Other ongoing projects

In addition to the APCD, IDOI has at least two other legislative responsibilities: regulating PBMs and developing a price monitoring system Across five nonprofit hospital systems, that compared with a Medicare rate of 285%.

For the latter, IDOI reported in August It had issued a request for services to find a third-party vendor and required hospitals to submit data by March 2024. By November, the calculations should be finalized with Medicare Compare for the final report to the Health Care Cost Task Force. December.

Also at the August meeting, Beard briefed the committee on ongoing efforts to license PBMs and audit pharmacy claims along with semiannual reports. Lawmakers spent a lot of time in the 2023 legislative session trying to understand the costs and benefits of PBMs, ultimately a reporting system Calculating claims and directing that rebate savings be passed on to consumers.
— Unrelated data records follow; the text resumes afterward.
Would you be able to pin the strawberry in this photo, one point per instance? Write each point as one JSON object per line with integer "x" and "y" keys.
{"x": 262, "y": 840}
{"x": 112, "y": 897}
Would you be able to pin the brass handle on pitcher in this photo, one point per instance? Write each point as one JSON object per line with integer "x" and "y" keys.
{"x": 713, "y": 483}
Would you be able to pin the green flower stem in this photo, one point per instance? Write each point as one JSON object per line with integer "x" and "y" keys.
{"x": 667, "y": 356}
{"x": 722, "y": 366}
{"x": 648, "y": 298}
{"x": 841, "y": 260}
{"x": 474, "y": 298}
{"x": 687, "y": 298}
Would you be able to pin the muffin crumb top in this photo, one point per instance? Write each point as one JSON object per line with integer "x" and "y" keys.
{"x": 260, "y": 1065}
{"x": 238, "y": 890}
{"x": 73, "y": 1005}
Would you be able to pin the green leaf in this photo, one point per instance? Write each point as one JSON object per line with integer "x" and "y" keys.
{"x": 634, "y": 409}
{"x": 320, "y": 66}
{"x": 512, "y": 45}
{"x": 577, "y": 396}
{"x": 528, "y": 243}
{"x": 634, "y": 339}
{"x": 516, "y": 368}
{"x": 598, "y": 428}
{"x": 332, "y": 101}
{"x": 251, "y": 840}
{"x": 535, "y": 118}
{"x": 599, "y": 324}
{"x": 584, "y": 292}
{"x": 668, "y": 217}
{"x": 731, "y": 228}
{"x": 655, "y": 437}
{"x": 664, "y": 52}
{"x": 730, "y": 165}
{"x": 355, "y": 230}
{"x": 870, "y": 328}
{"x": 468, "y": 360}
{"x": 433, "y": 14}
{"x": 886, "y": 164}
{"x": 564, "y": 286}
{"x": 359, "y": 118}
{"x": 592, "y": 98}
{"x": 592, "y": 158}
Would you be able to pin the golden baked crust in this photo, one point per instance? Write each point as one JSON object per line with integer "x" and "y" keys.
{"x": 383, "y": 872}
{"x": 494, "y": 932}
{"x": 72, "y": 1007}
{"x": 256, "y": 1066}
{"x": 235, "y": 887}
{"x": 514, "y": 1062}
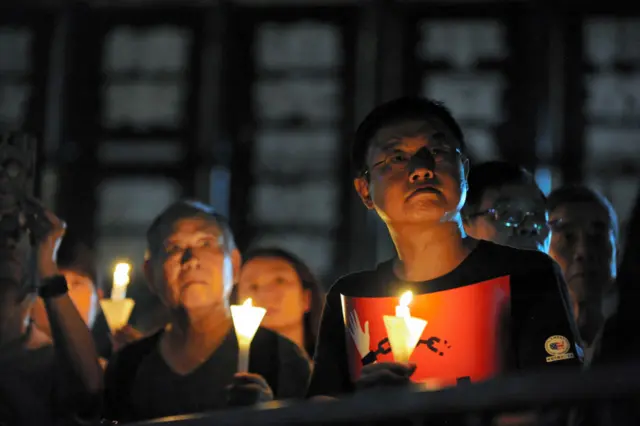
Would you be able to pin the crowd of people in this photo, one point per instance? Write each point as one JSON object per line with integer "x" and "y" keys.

Health care in 2025 and beyond

Tabor said he hopes ongoing data collection efforts will help leaders take a more nuanced and thoughtful approach to health care, even if all of these efforts won’t happen in 2024.

When we get to 2025, and if we need legislation, we can focus on legislation that empowers market-based solutions. I think we have a lot of hospital transparency, but where we don’t have (transparency) is how the premiums are actually calculated,” Tabor said. Although I don’t like all the policies that have been implemented in the past, I think it is wise to think more deeply about making data-based policy decisions and not wandering from one session to the next.

brian tabor

Additional, smaller pieces of legislation for 2024 could address the workforce shortage in nursing, but not massive pieces of legislation by 2023 overall.

I think if we take a breath and we look at some of that data, we look at what’s being collected, I think we can hope that we’ll be more informed in 2025 and beyond. can make decisions, Tabor said.

Charbonneau didn’t rule out the possibility of some health care legislation, saying he was considering a bill to oversee the 340B drug pricing program, which would allow some financially strapped hospitals to purchase expensive pharmaceuticals at a discount. Is. However, Charbonneau wanted to know which hospitals used the program and whether some states serving wealthier populations were taking advantage of poorer systems.

I recently spoke with Dr. (and Indiana US Rep. Larry) Bushon about it. Charbonneau said he’s been trying to deal with it at the federal level and hasn’t been able to get much done yet. This appears to be a well-intentioned program that has kind of taken on a life of its own and moved far away from the mission it was intended for.

He stressed that he did not want to imply any impropriety or any illegality, but simply wanted to bring greater scrutiny to the current program to increase transparency.

As a former hospital CEO with a business background, Charbonneau said he is frustrated by the slow adoption of cost-saving measures at the state level when it comes to increasing quality and affordability in health care.

Over the years, it has become very depressing. We are not making progress in health care, Charbonneau said.

He said the Indiana Chamber of Commerce often The state was ranked low In terms of health care costs, he said it hurts the Indiana Economic Development Corporation’s ability to recruit companies to the Hoosier State.

“We have to work and get there,” Charbonneau said. But it seems like it will happen very slowly. But it will work. The more attention we pay to it, the more publicity we can get. The more we can educate more of our 6.8 million Hoosiers on all this, the better.